Things to look for, both in the Netlogon service debug log and elsewhere—in the order of most common to least common—are the following:
- NlpUserValidateHigher: Can't allocate Client API slot—This text entry in the Netlogon log indicates that the computer has NTLM authentication requests waiting but is already at the maximum number of threads. The entries preceding this one will tell you the username and computer the request is coming from.
- NlAllocateClientApi timed out—This text entry in the Netlogon log indicates that one of the clients that was waiting to authenticate gave up after waiting for 45 seconds. The appearance of this entry means that a user somewhere received a credential prompt, an error code, or an indefinite wait.
- (null)\—Null entries in the Netlogon log indicate that a legacy client on your network is submitting NTLM authentication requests for a domain user but omitting the domain of the user, so instead of domain\user you see (null)\user. In Windows 2003, this can result in extra use of those authentication resources, therefore exacerbating a potential bottleneck into a real one. To resolve that concern, disable the ping behavior by using the Neverping setting, as the Microsoft article “The Lsass.exe process may stop responding if you have many external trusts on an Active Directory domain controller” (support.microsoft.com/kb/923241) describes. Note that this isn’t a concern for Server 2008 and later.

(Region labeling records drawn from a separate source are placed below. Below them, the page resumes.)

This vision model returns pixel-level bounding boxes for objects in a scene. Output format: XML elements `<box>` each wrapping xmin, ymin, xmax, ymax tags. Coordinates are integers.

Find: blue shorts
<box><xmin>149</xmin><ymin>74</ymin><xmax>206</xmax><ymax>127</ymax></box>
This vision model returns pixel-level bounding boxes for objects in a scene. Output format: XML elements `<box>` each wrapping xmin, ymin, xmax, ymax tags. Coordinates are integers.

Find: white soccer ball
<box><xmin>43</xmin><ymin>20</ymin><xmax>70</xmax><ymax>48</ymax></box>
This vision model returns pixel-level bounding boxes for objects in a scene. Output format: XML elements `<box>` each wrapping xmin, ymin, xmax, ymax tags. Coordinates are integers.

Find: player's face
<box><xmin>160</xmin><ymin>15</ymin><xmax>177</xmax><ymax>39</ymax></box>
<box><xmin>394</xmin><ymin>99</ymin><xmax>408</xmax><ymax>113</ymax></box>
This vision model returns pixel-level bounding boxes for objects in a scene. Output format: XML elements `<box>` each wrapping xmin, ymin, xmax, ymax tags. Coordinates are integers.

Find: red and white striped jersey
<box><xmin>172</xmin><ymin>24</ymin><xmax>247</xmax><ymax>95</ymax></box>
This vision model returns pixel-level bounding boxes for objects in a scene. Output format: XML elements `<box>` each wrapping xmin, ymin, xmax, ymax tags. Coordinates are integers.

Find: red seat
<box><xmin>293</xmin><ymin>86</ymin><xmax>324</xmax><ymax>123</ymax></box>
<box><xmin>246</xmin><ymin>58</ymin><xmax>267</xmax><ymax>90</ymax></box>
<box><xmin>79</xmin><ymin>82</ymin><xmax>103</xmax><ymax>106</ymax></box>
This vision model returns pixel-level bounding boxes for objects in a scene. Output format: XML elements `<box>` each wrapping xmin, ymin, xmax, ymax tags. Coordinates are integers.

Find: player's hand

- Repeat offenders—Frequent, repeated authentication attempts (i.e., entries start with SamLogon) from the same user and computer appearing in the Netlogon log might indicate an application that is malicious or inefficient.
- Kerberos PAC Validation—Oddly enough, this Kerberos security feature is implemented in Netlogon and uses those same threads that are a bottleneck for NTLM authentication. This behavior has an event that will appear in the System event log—event 7 with the source field of Kerberos. If you’re seeing a high volume of these events and also seeing intermittent authentication outages for your users, try disabling this additional security feature temporarily until you can add more servers to handle the load. Disabling this feature permanently isn’t recommended, and it’s a moot point if it’s an Exchange Server or IIS app pool service, since it cannot be disabled for them. Otherwise, the Microsoft article “You experience a delay in the user-authentication process when you run a high-volume server program on a domain member in Windows 2000 or Windows Server 2003 (support.microsoft.com/kb/906736) describes how to do it. If you confirm that you’re seeing NTLM bottlenecks, the best solution is to use Kerberos instead. Older applications are less likely to support Kerberos, so that might not be an option. That can lead to some tough conversations, weighing the costs of budgeting for new software versus the need for security and scalability. Ultimately, outages and poor performance will help security and scalability win that debate every time.
Two major trends are bringing this topic to the attention of IT folks everywhere: the consumerization of IT and the excellent performance of new hardware and software. Simply put, people want to use unmanaged or legacy clients to connect to really fast services over the cloud. It’s your job to make sure those things “just work” for them, so take a good long look at your network environment and don’t let authentication get you down.